Nix has several properties that make cross-compiling to Redox pleasant. First, Nix reproducibly compiles packages, meaning that if a build works on my system, it should work on yours, too. Second, Nix allows porting packages en mass. A single change to a toolchain package could make a large number of packages suddenly compatible with Redox. Or, if needed, a patch could be automatically applied to the build process of every package of a given language being cross-compiled to Redox.

To get started, after installing Nix, simply checkout the Redox overlay (linked above) then run nix-build, specifying which package you want to cross-compile:

$ git clone https://github.com/aaronjanse/redoxpkgs
$ cd redoxpkgs
$ nix-build . -A hexyl

At the time of writing, few packages have been ported, but I hope to change that over time.

I plan to eventually setup a small Nix package cache for Redox.

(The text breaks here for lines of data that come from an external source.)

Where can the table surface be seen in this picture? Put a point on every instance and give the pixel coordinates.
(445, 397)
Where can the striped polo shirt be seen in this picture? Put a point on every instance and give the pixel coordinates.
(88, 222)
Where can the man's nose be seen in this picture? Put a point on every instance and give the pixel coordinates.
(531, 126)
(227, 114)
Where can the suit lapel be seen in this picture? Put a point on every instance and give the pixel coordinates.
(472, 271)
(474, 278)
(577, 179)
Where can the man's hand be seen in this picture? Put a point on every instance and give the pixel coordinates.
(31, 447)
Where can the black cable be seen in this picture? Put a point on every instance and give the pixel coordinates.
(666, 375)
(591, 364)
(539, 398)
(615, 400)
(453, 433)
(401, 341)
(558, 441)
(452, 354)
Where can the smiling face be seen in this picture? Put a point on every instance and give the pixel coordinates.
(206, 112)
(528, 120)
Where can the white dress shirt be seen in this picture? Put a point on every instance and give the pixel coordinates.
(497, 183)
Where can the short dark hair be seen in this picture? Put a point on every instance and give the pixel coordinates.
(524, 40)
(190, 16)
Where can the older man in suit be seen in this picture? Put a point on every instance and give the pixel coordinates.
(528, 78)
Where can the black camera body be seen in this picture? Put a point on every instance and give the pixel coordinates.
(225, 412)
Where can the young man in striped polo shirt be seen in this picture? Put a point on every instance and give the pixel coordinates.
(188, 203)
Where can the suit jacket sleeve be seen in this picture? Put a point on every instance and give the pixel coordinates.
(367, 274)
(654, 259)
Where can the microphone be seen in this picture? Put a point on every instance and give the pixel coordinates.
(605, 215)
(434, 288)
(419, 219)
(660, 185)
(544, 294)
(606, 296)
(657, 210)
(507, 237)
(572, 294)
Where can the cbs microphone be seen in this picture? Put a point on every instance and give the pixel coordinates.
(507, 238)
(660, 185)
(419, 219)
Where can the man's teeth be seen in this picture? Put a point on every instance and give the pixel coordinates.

In the meantime, expect your first build to take a long time as Nix builds the Redox toolchain from source.

Going Forward

The future of Nix and Redox depends mostly on reception by the respective communities and how well the two systems work together long-term. It would be cool to port Nix to run on Redox itself so that packages can be built and installed on Redox rather than cross-compiled then copied from a Linux machine.

In theory, if enough packages are ported, the Redox ISOs themselves could be declaratively compiled using Nix. In the meantime, though, I plan to focus my efforts elsewhere, dogfooding my Nix toolchain as I continue to contribute to Redox.